Obama rejects Keystone XL project to show "leadership"
President Obama rejected a presidential permit Friday for the controversial Keystone XL pipeline, citing concerns about its impact on the climate.
"America’s now a global leader when it comes to taking serious action to fight climate change," Obama told reporters, standing in the Roosevelt Room beside Vice President Biden and Secretary of State John F. Kerry. "And frankly, approving this project would have undercut that global leadership. And that's the biggest risk we face, not acting."
He said now was the time to act to “protect the one planet we’ve got while we still can.”
The decision to deny TransCanada Corp. a cross-border permit for a 1,179-mile pipeline between Hardisty, Alberta, and Steele City, Neb. puts an end -- at least for now -- to a seven-year fight over a project that came to symbolize what Obama could do unilaterally to keep fossil fuels in the ground.

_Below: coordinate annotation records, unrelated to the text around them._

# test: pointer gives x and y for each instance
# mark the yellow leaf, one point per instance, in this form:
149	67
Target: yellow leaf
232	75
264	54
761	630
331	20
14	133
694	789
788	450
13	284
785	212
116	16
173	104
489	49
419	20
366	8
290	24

What started as a routine permitting application for a large infrastructure project became a litmus test among Democrats for what President Obama was willing to do to tackle global warming in the face of Republican resistance in Congress. Backers of the project said it would ensure a secure supply of oil from a reliable U.S. ally and create jobs; opponents said it would both exacerbate climate change by releasing a massive amount of carbon into the atmosphere and create pollution hazards along the pipeline's route.